One thing that no one disputes: Duvall is magnificent in his part, a performance that may well prove a capstone to a long and prestigious career. Costner apparently had the actor in mind for the part from the first, a decision justified entirely and one of the highlights of the film. In fact if the film's has a weakness it can be put down to that fact that Spearman holds the stage so successfully, and for so long. Waite's own romance, starting so tentatively, is somewhat overshadowed by the more urgent prerogatives of his partner and when it finally flowers, it leads to some scenes which could have, with prudence been cut back to greater effect. Having said that, Costner's awkward farewell to Miss Barlow, saying so much with so little, just before the fight begins, is another memorable scene where sentimentality is kept happily at bay. It is once the violence is over, and the great tension is dissipated, that matters are drawn out a little too much. A little stoicism might have led to a more memorable close.

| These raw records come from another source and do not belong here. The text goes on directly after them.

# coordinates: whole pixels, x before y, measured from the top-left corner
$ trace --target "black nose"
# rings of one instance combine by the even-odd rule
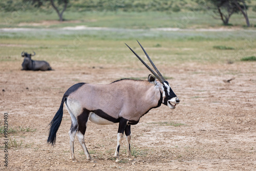
[[[177,98],[176,98],[176,102],[177,102],[177,103],[179,103],[179,102],[180,102],[180,99],[179,99],[179,98],[177,97]]]

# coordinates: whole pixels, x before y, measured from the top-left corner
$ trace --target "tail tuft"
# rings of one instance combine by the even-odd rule
[[[56,134],[59,129],[63,116],[63,105],[66,97],[63,97],[59,110],[49,124],[50,126],[47,142],[54,145],[56,141]]]

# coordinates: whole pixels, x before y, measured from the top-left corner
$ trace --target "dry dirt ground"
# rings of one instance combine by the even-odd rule
[[[119,163],[113,157],[117,124],[89,122],[85,141],[95,163],[87,161],[76,138],[75,154],[80,162],[69,160],[71,120],[65,107],[54,147],[46,142],[48,125],[63,93],[73,84],[147,77],[149,71],[144,67],[138,71],[121,65],[86,63],[55,63],[53,71],[24,71],[20,70],[22,62],[0,63],[0,123],[3,125],[4,113],[8,113],[9,127],[18,130],[8,135],[9,139],[16,139],[17,146],[8,150],[8,167],[4,165],[5,153],[1,149],[1,170],[256,169],[255,62],[158,67],[164,75],[172,77],[168,81],[181,101],[174,110],[163,104],[153,109],[132,126],[135,159],[128,161],[123,139]],[[233,77],[230,83],[223,81]],[[30,131],[20,131],[19,127]],[[2,147],[4,140],[2,135]]]

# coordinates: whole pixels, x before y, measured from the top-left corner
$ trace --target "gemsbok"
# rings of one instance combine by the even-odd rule
[[[148,80],[122,79],[109,84],[92,84],[83,82],[72,86],[63,96],[58,111],[50,123],[47,142],[54,145],[56,134],[63,115],[63,105],[66,106],[71,118],[71,127],[69,132],[70,145],[70,159],[77,160],[74,154],[74,141],[76,133],[88,160],[93,162],[84,143],[84,133],[88,120],[93,123],[110,124],[119,122],[117,144],[115,153],[116,162],[120,161],[119,149],[123,133],[126,135],[127,156],[129,160],[134,157],[131,153],[131,125],[136,124],[140,118],[153,108],[162,103],[170,109],[175,109],[180,100],[174,93],[168,82],[155,65],[146,51],[138,41],[156,73],[128,45],[133,53],[152,72]]]

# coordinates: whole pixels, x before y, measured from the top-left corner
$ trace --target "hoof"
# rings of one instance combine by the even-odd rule
[[[91,163],[96,163],[93,159],[90,159],[89,160]]]
[[[76,159],[71,159],[72,160],[72,162],[74,163],[78,163],[79,162],[78,160],[77,160]]]

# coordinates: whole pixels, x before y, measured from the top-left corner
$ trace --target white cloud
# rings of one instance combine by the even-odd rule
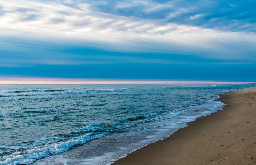
[[[154,6],[155,4],[147,1],[132,2],[120,3],[118,6],[145,3],[151,6],[148,12],[164,7]],[[68,4],[74,2],[64,2]],[[77,8],[54,2],[2,0],[0,5],[6,12],[0,16],[0,37],[69,43],[115,50],[161,52],[217,58],[239,59],[251,57],[255,52],[255,48],[251,47],[256,42],[254,33],[163,23],[100,12],[92,9],[91,5],[86,3],[76,5]],[[178,17],[188,10],[181,9],[167,18]],[[201,16],[195,15],[191,18]],[[234,46],[238,47],[234,48]],[[241,47],[244,49],[239,50]],[[250,51],[247,50],[249,49]]]

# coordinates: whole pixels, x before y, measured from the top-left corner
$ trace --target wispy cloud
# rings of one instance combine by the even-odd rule
[[[249,70],[256,64],[255,7],[247,0],[2,0],[0,70],[101,64],[110,73],[119,64],[126,73],[144,64],[169,65],[158,65],[161,71],[176,65]]]
[[[234,51],[234,47],[247,49],[256,42],[254,33],[246,33],[255,27],[253,19],[236,16],[235,5],[200,1],[98,1],[3,0],[2,10],[5,11],[0,17],[0,30],[5,32],[2,35],[22,39],[20,34],[25,33],[26,38],[31,40],[54,41],[54,38],[59,43],[103,49],[192,52],[216,58],[241,58],[248,53],[244,49]],[[212,7],[223,15],[228,13],[227,18],[233,18],[226,19],[234,23],[224,21],[215,9],[209,11]],[[234,24],[243,28],[230,30],[228,27]],[[252,50],[250,54],[255,53]]]

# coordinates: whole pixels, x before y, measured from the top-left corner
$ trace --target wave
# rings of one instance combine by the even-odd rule
[[[83,144],[111,133],[134,130],[136,128],[133,128],[132,130],[125,129],[135,125],[173,117],[187,110],[188,108],[188,107],[185,107],[169,112],[157,111],[148,113],[110,122],[102,122],[91,124],[75,130],[73,132],[59,135],[58,136],[61,136],[59,138],[60,139],[64,139],[61,141],[59,140],[50,143],[32,146],[22,151],[20,150],[13,151],[12,153],[0,158],[0,165],[31,164],[36,160],[52,154],[62,153],[70,148]],[[34,111],[28,111],[27,112],[39,112]]]
[[[26,92],[64,92],[66,91],[65,89],[59,89],[58,90],[54,90],[53,89],[50,89],[49,90],[31,90],[30,91],[22,91],[16,90],[14,91],[15,93],[23,93]]]

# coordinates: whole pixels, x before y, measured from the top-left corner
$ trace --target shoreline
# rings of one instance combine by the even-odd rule
[[[256,88],[220,95],[223,110],[189,122],[167,138],[112,164],[256,164]]]

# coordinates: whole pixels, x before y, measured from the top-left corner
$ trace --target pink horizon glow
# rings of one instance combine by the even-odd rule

Like many good westerns, Open Range's central concerns lie around personal freedom and moral rectitude - the balance between which gives a good deal of the narrative its necessary tension. Like crossing the flood, which pours down the main street of Harmonville, the participants have to choose one side or the other. It's a film ultimately less about a gunfighter settling down, than of how men abide their self-justified actions. In the disc extras, Costner draws an illuminating parallel between the scene in his film in which Spearman and Waite confront the jayhawkers and The Oxbow Incident. In Wellman's 1943 classic, a rushed lynching leads to a disastrous error and mutual guilt. In Costner's film, to whom guilt is assigned is never in doubt, and indeed Spearman initially has to hold Waite back from overstepping the mark - an action which he comes to regret. "I never had any problem with killing," says Waite at one point. Like Eastwood's Munny, once justified he seeks stark retribution without compunction.

There's only one gunfight in Open Range, but it is worth the wait. Spread out almost as leisurely as the rest of the film, Costner and his cinematographer James Muro use a range of shots throughout the violent events to achieve effects both chaotic and planned at the same time. (Incidentally for a filmmaker who prides himself on accuracy, Costner has his hero 'fan' off shots, a notoriously inaccurate way of discharging a gun, but that's a minor distraction.) It's a notable confrontation, an extended set piece sequence that is one of the director's best and confirms his film the finest western since Unforgiven.